Perhaps the most outspoken skeptic was Justice Stephen Breyer, who repeatedly questioned how courts are supposed to decide whether a "motivation" existed for a person to come up with a particular invention. He suggested that the federal court's test was trying too hard to "absolutely define" a way of settling patent obviousness when perhaps the issue isn't so clear cut. "I seem to think that maybe it isn't well settled, and maybe there's something we should do," he said.

Patent disputes are known for being dry and technical, but in this case, the dark-suited audience erupted into laughter multiple times during the justices' questioning.

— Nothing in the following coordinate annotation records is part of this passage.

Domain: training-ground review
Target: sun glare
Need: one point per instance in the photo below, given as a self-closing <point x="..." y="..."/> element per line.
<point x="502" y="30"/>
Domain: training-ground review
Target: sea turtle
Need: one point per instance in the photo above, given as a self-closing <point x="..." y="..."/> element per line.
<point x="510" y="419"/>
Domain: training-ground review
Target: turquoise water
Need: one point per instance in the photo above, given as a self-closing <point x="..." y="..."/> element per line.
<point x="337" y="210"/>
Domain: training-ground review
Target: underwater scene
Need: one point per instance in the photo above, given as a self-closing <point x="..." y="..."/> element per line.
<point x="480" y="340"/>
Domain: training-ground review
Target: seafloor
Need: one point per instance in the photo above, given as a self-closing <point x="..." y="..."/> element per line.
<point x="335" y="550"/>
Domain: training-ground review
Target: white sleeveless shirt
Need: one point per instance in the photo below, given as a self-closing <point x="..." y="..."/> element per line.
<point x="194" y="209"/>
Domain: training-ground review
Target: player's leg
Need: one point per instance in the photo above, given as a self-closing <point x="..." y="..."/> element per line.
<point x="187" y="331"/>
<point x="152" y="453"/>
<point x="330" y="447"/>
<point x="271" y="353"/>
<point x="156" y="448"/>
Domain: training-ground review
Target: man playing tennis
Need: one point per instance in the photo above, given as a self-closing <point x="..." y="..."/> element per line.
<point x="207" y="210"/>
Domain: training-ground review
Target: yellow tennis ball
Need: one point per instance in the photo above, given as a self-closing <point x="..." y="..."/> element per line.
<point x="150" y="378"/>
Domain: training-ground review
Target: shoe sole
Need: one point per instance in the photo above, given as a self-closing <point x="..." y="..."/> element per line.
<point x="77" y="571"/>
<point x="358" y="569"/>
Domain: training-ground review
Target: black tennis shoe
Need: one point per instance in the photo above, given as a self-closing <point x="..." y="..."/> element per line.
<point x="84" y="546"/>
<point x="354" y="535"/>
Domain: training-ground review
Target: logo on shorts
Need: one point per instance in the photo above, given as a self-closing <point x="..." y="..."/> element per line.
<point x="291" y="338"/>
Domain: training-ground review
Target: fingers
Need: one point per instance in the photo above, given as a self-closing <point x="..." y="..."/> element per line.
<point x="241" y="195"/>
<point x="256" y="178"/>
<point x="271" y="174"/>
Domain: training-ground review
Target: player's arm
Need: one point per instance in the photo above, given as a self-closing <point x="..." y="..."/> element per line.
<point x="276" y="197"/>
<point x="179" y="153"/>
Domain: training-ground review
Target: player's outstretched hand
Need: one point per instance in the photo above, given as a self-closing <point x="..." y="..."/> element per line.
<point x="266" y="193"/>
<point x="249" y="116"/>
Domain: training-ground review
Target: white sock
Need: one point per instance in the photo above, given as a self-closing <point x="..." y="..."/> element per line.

On one occasion, a deadpan Chief Justice Roberts asked Teleflex's attorney: "Who do you get to be an expert to tell us something's not obvious?"

To a roar of laughter, he added, without missing a beat: "The least insightful person you can find?"

Goldstein argued that if the Supreme Court revises the current standard, "it will create genuine, dramatic instability" because it underlies the hundreds of thousands of patents that have been granted each year for the past quarter century.

Such consequences were not lost on some of the justices. "If we see it your way," Justice David Souter asked U.S. Department of Justice attorney Thomas Hungar, who advocated changes to the system, "are there going to be 100,000 cases filed tomorrow morning?"

If sweeping changes are made to the test, asked Justice Scalia, "does it make sense to assume patents are valid under a test that has been erroneous for 20 years?"

Justice Anthony Kennedy questioned whether scrapping the entire Federal Circuit test was necessary, implying that perhaps a compromise could be reached. "Does it not serve to show us at least one way in which there can be obviousness?" he asked.

It was clear that the current standard brought displeasure to some justices, said Steve Maebius, an intellectual property partner with the law firm Foley & Larder in Washington, D.C.

"One of the themes that came out in the questioning, in particular from Chief Justice Roberts, was the need for flexibility," Maebius, who attended the morning arguments, said during a conference call with reporters. "He felt that perhaps having a test that requires motivation is too rigid and doesn't always give the court or the decision maker the flexibility needed to reach a conclusion of obviousness."